Notation & glossary

STAT 45203 · the symbols and terms in one place

Instructor-authored reference. Original definitions; nothing reproduced from any text. Math is live text (MathML), not images.

Notation

Symbol Read as Meaning
\(x_1, \dots, x_n\) the data a sample of \(n\) observations
\(x_{(1)} \le \dots \le x_{(n)}\) order statistics the sample sorted; \(x_{(1)}\) is the min, \(x_{(n)}\) the max
\(\bar{x}\) x-bar the sample mean
\(\tilde{x}\) or \(m\) the median the middle value (average of the two middle values if \(n\) is even)
\(\hat{F}(x)\) F-hat of x the empirical CDF: the fraction of the sample \(\le x\)
\(R_i\) the rank of \(x_i\) its position when the data are sorted (average of positions for ties)
\(\theta\) theta a population parameter (the thing we want to know)
\(\hat{\theta}\) theta-hat an estimate of \(\theta\) computed from the sample
\(\theta^*\) theta-star a bootstrap value of the statistic, from one resample
\(B\) the number of resamples (bootstrap) or shuffles (permutation)
\(\text{SE}\) standard error the standard deviation of a statistic’s sampling distribution
\(\alpha\) alpha a significance level (e.g. 0.05); the target Type I error rate
\(\text{MAD}\) mad median absolute deviation, \(\operatorname{median}(|x_i - \tilde{x}|)\)

Glossary

Assumption-light method. A method that stays useful under weaker assumptions than the normal-theory default — resampling, rank-based, or robust.

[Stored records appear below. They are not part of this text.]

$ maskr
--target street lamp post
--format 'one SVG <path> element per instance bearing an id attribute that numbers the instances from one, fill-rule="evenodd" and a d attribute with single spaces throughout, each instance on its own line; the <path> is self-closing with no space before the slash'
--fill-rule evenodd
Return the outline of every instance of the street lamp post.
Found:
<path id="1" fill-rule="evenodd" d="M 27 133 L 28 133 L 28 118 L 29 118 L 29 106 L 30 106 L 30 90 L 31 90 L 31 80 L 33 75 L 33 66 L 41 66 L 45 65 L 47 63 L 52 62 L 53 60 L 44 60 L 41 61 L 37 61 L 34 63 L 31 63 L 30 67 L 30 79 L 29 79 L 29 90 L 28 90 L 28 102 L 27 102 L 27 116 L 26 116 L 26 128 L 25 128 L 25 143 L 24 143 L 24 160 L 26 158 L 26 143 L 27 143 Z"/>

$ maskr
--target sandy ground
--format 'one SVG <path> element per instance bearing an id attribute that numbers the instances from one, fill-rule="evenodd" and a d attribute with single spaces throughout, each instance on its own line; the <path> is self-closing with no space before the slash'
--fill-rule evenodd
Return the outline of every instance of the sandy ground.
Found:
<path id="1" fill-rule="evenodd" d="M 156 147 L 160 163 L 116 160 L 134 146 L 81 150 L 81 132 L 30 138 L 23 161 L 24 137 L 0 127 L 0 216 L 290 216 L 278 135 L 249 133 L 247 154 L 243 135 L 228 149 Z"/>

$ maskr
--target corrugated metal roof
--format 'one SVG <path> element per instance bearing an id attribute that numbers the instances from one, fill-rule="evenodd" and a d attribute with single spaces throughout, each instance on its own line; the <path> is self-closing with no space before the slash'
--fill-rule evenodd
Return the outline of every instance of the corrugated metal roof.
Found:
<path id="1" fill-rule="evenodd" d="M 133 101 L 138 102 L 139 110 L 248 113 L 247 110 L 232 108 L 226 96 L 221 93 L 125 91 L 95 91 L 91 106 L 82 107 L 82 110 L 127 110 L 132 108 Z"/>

Bootstrap. Resampling from the sample itself, with replacement and the same size, to approximate how a statistic varies from sample to sample.

Bootstrap distribution. The collection of a statistic recomputed on many bootstrap resamples. Its spread estimates the statistic’s standard error; it is centered at the sample statistic, not the true parameter.

Breakdown point. The fraction of observations that can be made arbitrarily extreme before a summary becomes useless. The median’s breakdown point is 50%; the mean’s is 0%.

ECDF (empirical CDF). The step function \(\hat{F}(x)\) giving the fraction of the sample at or below each value — a distribution-free picture of the whole sample.

Exchangeability. The assumption that, under the null, the labels on the observations could be swapped without changing the distribution — the engine of a permutation test.

Influence / leverage. Leverage is how unusual a point’s predictor value is; influence is how much a single point changes a fit. A high-leverage point with a large residual is highly influential.

Order statistic. The sample sorted into position: \(x_{(1)}\) (minimum) up to \(x_{(n)}\) (maximum).

Percentile interval. A bootstrap confidence interval read off as the middle \(1-\alpha\) of the bootstrap distribution (e.g. the 2.5th to 97.5th percentiles).

Permutation test. A test that builds a null distribution by reshuffling labels among the observed values — holding the values fixed, varying only the assignment.

Randomization test. A permutation-style test justified by the actual random assignment in an experiment; inference is to the units that were randomized.

Rank. An observation’s position in the sorted data. Rank-based methods use ranks instead of raw values, trading exact spacing for resistance to outliers.

Robust / resistant summary. A summary (median, trimmed mean, MAD) that changes little when a small fraction of the data is extreme.

Sampling distribution. The distribution of a statistic across hypothetical repeated samples from the population — usually unseen; the bootstrap approximates its spread.

Stochastically larger. Group A is stochastically larger than B if, at every threshold, A is more likely to exceed it — what the rank-sum test detects (not, in general, a difference in means).

Trimmed mean. The mean after discarding a fixed fraction of the smallest and largest values — a compromise between the mean and the median.

Type I error / power. Type I error is rejecting a true null (target \(\alpha\)); power is rejecting a false null. Both are things you can measure with a simulation study.

Wilcoxon signed-rank / rank-sum. Rank-based tests for paired differences (signed-rank) and two independent groups (rank-sum / Mann–Whitney).